Question about building a pc for photo processing and gaming

Jeffrodoe

Honorable
Dec 11, 2012
4
0
10,510
Please forgive me, as I am a little behind in pc technology. I'm hoping that one of the gurus here can/will help me.

I am a pro photog. I'm about to have a custom PC built that will mainly be used for processing images, but also some gaming. I'm wanting as much bang for the buck as I can get, even going for liquid cooling if necessary.

I've always been an AMD fan, so I looked up a few options and have some questions.

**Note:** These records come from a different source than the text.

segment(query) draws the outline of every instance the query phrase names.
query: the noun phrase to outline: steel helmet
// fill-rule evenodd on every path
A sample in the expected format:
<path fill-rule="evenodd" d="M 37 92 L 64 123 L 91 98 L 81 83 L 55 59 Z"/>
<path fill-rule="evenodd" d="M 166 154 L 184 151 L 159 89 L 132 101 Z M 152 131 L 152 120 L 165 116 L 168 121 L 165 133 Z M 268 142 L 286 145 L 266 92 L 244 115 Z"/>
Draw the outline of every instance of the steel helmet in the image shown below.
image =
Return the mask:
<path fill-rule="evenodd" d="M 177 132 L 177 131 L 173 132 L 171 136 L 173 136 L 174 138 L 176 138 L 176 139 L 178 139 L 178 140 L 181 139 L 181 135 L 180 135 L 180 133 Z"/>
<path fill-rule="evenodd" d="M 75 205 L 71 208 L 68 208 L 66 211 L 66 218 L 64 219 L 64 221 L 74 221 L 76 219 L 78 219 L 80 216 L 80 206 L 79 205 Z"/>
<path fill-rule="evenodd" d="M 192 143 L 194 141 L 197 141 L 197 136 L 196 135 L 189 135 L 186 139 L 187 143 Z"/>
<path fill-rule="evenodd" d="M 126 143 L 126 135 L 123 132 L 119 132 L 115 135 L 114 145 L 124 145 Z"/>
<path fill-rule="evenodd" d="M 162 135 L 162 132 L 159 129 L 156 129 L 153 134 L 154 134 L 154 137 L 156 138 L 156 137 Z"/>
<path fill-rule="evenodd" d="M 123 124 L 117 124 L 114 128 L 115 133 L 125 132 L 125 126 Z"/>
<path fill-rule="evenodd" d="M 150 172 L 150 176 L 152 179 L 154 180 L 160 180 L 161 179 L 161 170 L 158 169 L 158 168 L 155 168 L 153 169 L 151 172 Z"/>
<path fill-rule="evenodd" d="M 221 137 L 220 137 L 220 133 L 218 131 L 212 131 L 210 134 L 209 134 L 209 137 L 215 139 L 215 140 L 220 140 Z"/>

1) Would an AMD FX-8320 3.50 GHz Eight-Core AM3+ CPU 8MB L2 Cache & Turbo Core Technology on a GIGABYTE GA-990FXA-UD3 AMD 990FX Socket AM3+ ATX Mainboard with 16GB (4GBx4) DDR3/1600MHz Dual Channel Memory be a good CS5 plus gaming set up?

2) I've heard the Nvidia cards work best with CS5. So would a NVIDIA GeForce GTX 660 2GB 16X PCIe 3.0 Video Card work for me?

Does anyone know how a color calibrator will work with one of these ? Just curious.
 
look at this months toms build. amd chips are better for photoshop and some real world apps. intel cpu are still the top when it comes to not bottle necking a gpu in a game. you dont need a liquid cooled system...over clocking shortens the life of parts as your running them over there rated spec. i would start with a good nxt or r400/r500 case. good cases now let work on both sides of the mb cpu area and have room for long gpu cards. they also have slots/room to hide cables. some have where you just slide in your cd-rom or hard drive and it locks in. i would spend the money for a 256g ssd as the boot/main drive and a few storage drives. dont go cheap on the power supply..make sure it bronze rated and a good name brand. myself im from the old school of pc...use a fan controller..nice quiet fans and a large metal heatsink...dont overclock it and the rig if the parts are good parts..last for few years...then give the system so someone that needs a system that none gaming or hard core gaming. fasn controller i can set the fans once and then leave them unless the room get real hot then i can turn them up. some of the newer 120mm fans are real quiet. if you can get silent 120/140mm fans then get a case with larger 300mm fan..larger the fan the slower it has to run. a lot of vendor now are making sealed water system. have to ask the guild how well they stand up. if the pump dies on a sealed unit your rig going to be down till the parts come in.